The government boasts its mediocre improvement perhaps to cloak the metastasizing fear of a European economic meltdown. Global conditions have been deteriorating for some time now, ironically coinciding with the recent, but modest drop in the unemployment rate. This conclusion was concurred by 9 of 10 members of the Free Open Market Committee. However, the President of The Federal Reserve Bank of Chicago, Charles Evans, is still unimpressed with the minuscule success. He is still greatly concerned with the number of Americans who haven’t found a job.
Regardless, there is no speculation over the good vibes surrounding the Fed’s third consecutive decision to hold short-term interest rates near zero. And within the next month, the Fed plans to disseminate its goals and methods to the public, so that any critics may then discern from the source, their own unbiased opinions. Fed officials have also continued their argument that Congress holds more power to stimulate the economy via change in fiscal policy. Basically, one government official shakes their head at another government official, blame is brushed off and all is right in the United States of America again.

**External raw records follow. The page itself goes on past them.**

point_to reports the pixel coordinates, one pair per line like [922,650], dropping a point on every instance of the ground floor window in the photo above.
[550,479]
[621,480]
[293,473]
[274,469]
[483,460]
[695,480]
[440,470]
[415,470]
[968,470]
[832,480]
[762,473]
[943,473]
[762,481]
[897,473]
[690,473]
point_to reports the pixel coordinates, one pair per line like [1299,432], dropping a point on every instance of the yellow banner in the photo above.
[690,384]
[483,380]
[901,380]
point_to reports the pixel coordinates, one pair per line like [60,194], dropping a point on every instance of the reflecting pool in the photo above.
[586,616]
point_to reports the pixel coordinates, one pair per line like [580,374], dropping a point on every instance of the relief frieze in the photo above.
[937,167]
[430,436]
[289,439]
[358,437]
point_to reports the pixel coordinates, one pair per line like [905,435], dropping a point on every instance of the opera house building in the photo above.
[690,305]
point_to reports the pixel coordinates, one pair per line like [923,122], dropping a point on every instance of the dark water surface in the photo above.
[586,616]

All in all, the central bank saw nothing significantly different from the past several depressing years of recession. The winter is spent searching for some trace of recovery, while spring shows signs of life only to bring about the summer which, except for some exciting super-hero action films, leaves us back at, “What happened this time?” The status of our economy is beginning to resemble the mentality of a degenerate gambler: anything, as long as it’s not a big loss, is good for business.